In Leisure Services, for example, the City Council could be a partner, contributing the sites (not necessarily the buildings if they are to be rebuilt), some investors contribute their cash to develop the sites. Both, in normal circumstances, would probably expect to get paid for their contribution - rent for the sites and rent for the capital. Though in this case where the City Council is providing the land or buildings in order to deliver a service they would previously have funded (and in the case of Leisure Centres at a cost of £3.5m per year to the taxpayer) they might waive that rent as its contribution to the service.
The staff and management could be partners, as could the customers or users of the facilities, providers of other services - say the county council contributing its school playing fields, or colleges contributing their sports facilities, or perhaps, on occasion, a private operator whom you want to contract to provide some part of the overall leisure services package. But the capital investor does not take ownership or have a charge on assets of the partnership such as with a company or a loan arrangement, and cannot act to the exclusion of the other partners.
Partners over time can change the type of partner they are, or be in more than one category - a user may wish to buy some of the capital rent entitlement - imagine it an investment similar to an undated index linked bond - it would be particularly apt for a pension fund investment for example. As I say, one of the consummate benefits is the flexibility of the structure. The City Council does not lose ownership of its current assets, they get huge investment in the service and a place on the board. The management and staff are enthused to plan, build and maintain a highly professional leisure business that seeks to do well financially in order to fund its other aims. Users are valued as co-owners of the business and take a more direct interest in the services offered.
As an illustration, if you were to set the capital rent payable to the partners who put in the development capital (I won't call it "lend" for a variety of reasons but it's a similar process) at an index-linked 4% and the city council were not going to take rent for the current leisure estate, the money the city already puts into these services each year, some £3.5million in revenue financing currently, could be used to pay the capital rent on some £87m worth of investment - certainly enough to rebuild what they've got and provide that Olympic swimming pool if you really need to!).
As a structure it has it all. The capitalist cannot take control, the council does not lose its assets, it can raise money, without putting the buildings in hock to a traditional lender. It could provide a vehicle for a wider ranging partnership with other providers of leisure facilities in the city - at long last helping to bring into more public use some of those social assets, school playing fields and university facilities, for example, that are currently exclusive or closed when the community wants to be able to use them.
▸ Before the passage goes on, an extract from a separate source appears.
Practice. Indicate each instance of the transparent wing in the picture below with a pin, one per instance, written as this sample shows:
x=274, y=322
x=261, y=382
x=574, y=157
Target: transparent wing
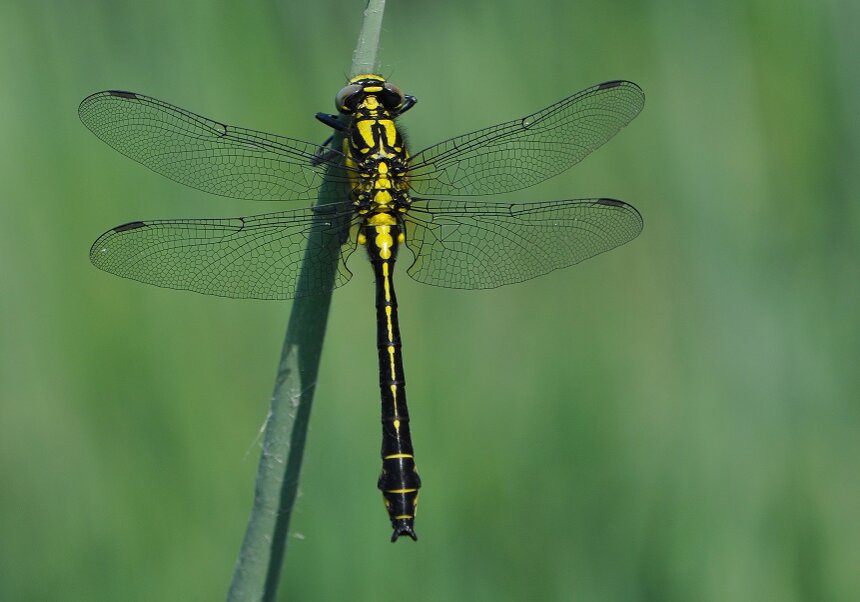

Out of interest, this is the same partnership model as I am proposing for housing stock improvement, for the Town Hall development, and for supporting locally owned businesses through rental partnerships on City Council owned commercial properties.
Incidentally, as an aside, I realise that Olympic swimming has always been in 50m pools, but when Oxford University was going for planning consent to build its new pool on the Iffley Rd site I specifically asked of them (I was on planning committee at the time) if they couldn't try and fit in an Olympic sized pool and the university sports office definitely responded to the effect that Olympic sized pools were going to be reduced to the more common 25m length so they didn't need to. What, if anything, happened to that?